Barker Reservoir. Undated photo courtesy of USACE, Galveston District.

Barker Reservoir. Undated photo courtesy of USACE, Galveston District.

Until recently releases from the dams, combined with existing flow in the bayou, were limited to 2,000 cubic feet per second (cfs) as measured by the Piney Point gauge. In 2010, however, the Corps received permission to increase the flow to 4,000 cfs if necessary, the point beyond which severe flooding is expected to occur. (See also dam operation, pdf, page 2.)

Following the Memorial Day flood in 2015, the Corps began sustained releases reaching 3,000 cfs for the first time. (See Item V, Minute 3:25, appearance by Flood Control District Director Mike Talbott before Harris County Commissioners Court, June 2, 2015.)

The public meeting on Wednesday will address the Addicks and Barker Dam Safety Program, the 2016 Addicks and Barker construction plans and the proposed Section 216 Study. The meeting will take place from 6:30 to 8:30 p.m. at the Bear Creek Community Center, 16001 Clay Road, Houston 77084

In 2015 the USACE Galveston District awarded a contract in the amount of $71,902,340 to Granite Construction Company for construction of new outlet structures at the dams. Construction, expected to begin in September, began in February. Completion is projected for summer of 2019.

A Section 216 study is required by Section 216 of the federal Water Resources Development Act of 2000 whenever there are changes in the operations and management of a water resources project. However, the study cannot take place until it is authorized and funded by Congress, says Richard Long, supervisory natural resources manager for the Galveston District.

“First and foremost, these dams are not in danger of failing,” says Col. Richard Pannell, commander of the Galveston District, in a press release. “Addicks and Barker are dry reservoirs about 90 percent of the time, and they undergo daily, weekly and annual inspections and monitoring.
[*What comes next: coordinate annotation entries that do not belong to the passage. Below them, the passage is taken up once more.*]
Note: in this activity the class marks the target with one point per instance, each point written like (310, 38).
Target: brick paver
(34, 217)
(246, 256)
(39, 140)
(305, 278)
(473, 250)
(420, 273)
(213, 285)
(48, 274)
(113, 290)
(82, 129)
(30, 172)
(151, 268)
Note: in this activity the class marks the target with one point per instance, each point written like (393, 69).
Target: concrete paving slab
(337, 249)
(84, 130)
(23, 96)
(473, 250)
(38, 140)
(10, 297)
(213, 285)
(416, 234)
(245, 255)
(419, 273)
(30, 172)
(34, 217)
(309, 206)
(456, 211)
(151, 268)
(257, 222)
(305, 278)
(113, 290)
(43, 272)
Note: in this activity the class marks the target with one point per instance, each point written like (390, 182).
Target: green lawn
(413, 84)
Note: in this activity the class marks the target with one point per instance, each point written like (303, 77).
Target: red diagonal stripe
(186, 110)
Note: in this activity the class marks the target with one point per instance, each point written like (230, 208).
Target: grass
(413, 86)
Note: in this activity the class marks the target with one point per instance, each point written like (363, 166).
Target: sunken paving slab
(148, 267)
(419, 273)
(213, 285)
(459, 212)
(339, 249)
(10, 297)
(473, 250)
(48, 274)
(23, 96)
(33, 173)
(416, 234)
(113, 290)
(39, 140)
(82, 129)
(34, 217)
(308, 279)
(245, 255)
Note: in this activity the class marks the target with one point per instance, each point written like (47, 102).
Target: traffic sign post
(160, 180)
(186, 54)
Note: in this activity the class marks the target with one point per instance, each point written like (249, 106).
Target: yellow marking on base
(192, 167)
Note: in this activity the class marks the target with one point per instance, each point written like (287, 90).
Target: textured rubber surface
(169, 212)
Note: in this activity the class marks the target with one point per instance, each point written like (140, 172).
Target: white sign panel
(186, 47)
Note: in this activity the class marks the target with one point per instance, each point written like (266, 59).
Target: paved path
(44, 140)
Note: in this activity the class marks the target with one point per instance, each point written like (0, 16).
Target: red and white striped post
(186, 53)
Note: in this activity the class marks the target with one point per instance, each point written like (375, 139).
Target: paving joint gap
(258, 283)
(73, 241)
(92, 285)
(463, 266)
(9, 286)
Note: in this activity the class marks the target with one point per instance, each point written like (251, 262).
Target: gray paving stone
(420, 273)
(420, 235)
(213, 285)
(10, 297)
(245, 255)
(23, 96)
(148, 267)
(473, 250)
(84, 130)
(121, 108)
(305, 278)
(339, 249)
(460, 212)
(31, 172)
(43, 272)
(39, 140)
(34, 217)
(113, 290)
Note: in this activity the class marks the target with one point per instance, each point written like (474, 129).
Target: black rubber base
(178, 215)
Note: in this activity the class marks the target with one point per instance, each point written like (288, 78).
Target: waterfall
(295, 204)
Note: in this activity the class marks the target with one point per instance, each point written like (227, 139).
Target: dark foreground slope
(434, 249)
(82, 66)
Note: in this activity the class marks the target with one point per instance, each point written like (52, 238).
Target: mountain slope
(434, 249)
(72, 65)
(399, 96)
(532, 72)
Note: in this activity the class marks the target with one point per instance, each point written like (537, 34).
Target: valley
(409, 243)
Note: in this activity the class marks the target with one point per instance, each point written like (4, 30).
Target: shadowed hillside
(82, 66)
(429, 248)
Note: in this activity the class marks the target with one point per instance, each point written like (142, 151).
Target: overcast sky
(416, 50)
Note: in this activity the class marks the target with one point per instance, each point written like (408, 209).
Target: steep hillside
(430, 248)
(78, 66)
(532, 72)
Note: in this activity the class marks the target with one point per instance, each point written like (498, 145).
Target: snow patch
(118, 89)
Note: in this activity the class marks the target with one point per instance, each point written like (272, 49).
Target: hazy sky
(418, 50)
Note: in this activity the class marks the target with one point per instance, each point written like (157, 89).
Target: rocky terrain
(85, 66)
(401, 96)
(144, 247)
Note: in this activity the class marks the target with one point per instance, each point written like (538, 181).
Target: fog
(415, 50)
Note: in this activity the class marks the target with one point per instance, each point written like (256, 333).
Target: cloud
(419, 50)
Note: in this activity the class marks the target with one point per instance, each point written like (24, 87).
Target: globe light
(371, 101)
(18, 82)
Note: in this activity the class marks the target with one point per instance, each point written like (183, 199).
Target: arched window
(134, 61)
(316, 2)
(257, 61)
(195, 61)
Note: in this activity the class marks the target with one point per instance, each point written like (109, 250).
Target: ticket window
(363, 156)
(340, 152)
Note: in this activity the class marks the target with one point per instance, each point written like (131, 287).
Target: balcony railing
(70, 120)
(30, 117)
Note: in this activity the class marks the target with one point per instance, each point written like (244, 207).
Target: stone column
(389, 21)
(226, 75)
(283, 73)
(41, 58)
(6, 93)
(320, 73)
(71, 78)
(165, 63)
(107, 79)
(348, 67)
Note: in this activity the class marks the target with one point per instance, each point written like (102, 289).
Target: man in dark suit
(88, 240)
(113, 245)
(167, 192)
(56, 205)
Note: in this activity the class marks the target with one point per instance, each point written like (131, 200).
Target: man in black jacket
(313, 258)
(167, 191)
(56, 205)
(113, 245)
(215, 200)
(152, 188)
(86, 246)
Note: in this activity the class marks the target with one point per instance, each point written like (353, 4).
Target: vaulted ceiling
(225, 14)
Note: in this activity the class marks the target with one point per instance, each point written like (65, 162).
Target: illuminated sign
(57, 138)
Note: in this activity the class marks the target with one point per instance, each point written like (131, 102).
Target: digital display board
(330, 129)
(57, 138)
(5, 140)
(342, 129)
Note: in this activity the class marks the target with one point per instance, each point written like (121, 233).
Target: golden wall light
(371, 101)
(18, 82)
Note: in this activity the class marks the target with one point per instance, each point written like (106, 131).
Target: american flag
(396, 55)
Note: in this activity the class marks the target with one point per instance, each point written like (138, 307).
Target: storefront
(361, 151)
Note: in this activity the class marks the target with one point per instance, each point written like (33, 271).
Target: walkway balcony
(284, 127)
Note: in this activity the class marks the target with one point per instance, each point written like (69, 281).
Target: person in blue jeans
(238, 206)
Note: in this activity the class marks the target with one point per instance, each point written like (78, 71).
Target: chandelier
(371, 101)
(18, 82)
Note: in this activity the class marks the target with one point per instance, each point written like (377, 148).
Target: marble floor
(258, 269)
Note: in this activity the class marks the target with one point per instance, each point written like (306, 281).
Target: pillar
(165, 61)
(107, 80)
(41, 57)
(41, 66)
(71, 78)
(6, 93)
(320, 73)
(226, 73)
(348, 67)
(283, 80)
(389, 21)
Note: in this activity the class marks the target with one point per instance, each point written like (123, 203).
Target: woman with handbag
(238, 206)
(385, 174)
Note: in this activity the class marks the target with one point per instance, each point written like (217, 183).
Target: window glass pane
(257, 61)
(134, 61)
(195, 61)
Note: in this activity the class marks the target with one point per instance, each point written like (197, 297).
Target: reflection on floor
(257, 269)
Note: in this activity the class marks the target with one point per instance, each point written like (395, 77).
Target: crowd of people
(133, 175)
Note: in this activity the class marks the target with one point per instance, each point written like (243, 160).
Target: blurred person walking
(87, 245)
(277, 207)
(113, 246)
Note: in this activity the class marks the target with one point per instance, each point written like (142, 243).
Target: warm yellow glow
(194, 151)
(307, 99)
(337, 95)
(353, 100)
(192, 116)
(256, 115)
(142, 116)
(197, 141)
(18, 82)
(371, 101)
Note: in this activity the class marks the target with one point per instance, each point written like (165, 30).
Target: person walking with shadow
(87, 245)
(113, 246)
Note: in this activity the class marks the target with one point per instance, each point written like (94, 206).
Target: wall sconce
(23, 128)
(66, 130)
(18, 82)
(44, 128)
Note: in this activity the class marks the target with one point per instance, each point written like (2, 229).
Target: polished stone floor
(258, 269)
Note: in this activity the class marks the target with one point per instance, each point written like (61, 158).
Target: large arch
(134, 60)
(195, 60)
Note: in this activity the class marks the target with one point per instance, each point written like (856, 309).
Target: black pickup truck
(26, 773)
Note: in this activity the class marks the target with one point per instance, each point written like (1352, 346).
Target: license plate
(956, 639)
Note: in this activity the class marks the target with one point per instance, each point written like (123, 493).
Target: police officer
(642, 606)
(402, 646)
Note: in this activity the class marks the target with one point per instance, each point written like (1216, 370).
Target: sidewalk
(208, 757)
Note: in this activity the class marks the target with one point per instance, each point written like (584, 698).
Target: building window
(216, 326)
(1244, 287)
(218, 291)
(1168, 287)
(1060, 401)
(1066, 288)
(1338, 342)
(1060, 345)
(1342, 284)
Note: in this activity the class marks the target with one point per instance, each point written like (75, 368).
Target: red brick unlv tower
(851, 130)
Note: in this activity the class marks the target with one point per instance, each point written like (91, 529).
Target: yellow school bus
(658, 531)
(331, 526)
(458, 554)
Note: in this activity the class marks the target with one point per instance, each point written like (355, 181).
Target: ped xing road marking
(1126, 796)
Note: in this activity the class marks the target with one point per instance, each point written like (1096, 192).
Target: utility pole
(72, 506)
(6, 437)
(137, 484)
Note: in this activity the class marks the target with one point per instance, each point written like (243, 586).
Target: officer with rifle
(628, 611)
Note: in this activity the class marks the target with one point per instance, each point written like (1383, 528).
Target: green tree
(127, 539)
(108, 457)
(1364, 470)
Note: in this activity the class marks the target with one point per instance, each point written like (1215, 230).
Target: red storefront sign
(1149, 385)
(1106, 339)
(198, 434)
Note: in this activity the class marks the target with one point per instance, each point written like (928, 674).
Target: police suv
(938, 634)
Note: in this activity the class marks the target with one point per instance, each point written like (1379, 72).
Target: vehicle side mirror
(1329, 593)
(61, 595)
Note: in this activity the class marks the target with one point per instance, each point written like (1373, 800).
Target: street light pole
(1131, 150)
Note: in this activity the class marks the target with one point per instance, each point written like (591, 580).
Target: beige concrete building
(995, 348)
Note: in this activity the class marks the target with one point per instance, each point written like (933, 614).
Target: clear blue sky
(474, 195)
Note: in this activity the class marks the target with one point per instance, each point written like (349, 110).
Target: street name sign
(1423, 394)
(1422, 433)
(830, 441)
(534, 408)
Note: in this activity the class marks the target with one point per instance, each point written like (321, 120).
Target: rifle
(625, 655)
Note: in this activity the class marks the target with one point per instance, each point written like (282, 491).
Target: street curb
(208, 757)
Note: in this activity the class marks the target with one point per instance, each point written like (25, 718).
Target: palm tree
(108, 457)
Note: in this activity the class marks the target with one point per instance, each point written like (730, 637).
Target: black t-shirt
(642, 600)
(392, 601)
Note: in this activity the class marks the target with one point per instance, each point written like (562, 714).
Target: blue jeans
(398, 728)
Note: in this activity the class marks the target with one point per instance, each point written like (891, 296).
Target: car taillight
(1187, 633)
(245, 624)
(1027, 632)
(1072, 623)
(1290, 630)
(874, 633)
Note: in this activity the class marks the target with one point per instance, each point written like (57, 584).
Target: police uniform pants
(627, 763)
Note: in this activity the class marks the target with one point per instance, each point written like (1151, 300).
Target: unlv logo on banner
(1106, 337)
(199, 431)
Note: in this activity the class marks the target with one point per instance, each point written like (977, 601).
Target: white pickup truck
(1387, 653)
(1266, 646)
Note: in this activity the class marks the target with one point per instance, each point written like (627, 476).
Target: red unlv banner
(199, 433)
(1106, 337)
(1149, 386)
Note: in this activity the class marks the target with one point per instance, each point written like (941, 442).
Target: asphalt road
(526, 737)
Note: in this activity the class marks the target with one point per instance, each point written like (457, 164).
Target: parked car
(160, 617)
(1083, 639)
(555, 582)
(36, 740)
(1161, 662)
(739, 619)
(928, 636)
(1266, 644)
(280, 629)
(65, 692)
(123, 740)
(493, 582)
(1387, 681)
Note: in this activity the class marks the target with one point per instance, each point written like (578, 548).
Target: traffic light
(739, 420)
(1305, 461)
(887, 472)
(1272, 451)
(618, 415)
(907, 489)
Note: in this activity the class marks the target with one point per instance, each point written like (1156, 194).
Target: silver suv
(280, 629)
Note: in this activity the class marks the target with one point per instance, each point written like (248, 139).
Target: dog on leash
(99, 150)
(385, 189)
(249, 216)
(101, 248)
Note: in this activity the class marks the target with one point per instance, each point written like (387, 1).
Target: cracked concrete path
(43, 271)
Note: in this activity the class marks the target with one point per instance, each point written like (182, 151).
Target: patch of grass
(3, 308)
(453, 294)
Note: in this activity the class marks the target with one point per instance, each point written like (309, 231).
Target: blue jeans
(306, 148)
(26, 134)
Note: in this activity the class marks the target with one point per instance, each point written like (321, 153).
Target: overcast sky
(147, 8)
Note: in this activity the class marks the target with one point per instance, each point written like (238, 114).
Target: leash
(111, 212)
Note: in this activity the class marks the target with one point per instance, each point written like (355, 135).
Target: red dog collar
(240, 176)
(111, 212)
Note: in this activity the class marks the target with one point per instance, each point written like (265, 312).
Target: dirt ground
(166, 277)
While the likelihood of overtopping or failure is very low, the fact the dams protect the nation’s fourth largest metropolitan area makes the consequences to life safety relatively high risk.”

4 thoughts on “Public Meeting on Buffalo Bayou Dams”

  1. Jeff Ragsdale says:

    Perhaps there could be a public bond election to side-step congressional funding?

  2. george figueroa says:

    not an easy solution that has grown from unplanned urbanization seems no one is interested in controling and limiting this danger. caused by expansionism for greed not reason…

  3. GlenW says:

    Seems like it would be more prudent to reduce further development in the flood plains and condemn properties whenever practicable.

    1. Seems like it would. And require better runoff detention — but not by cutting down trees.

      Spread it out, slow it down, soak it in.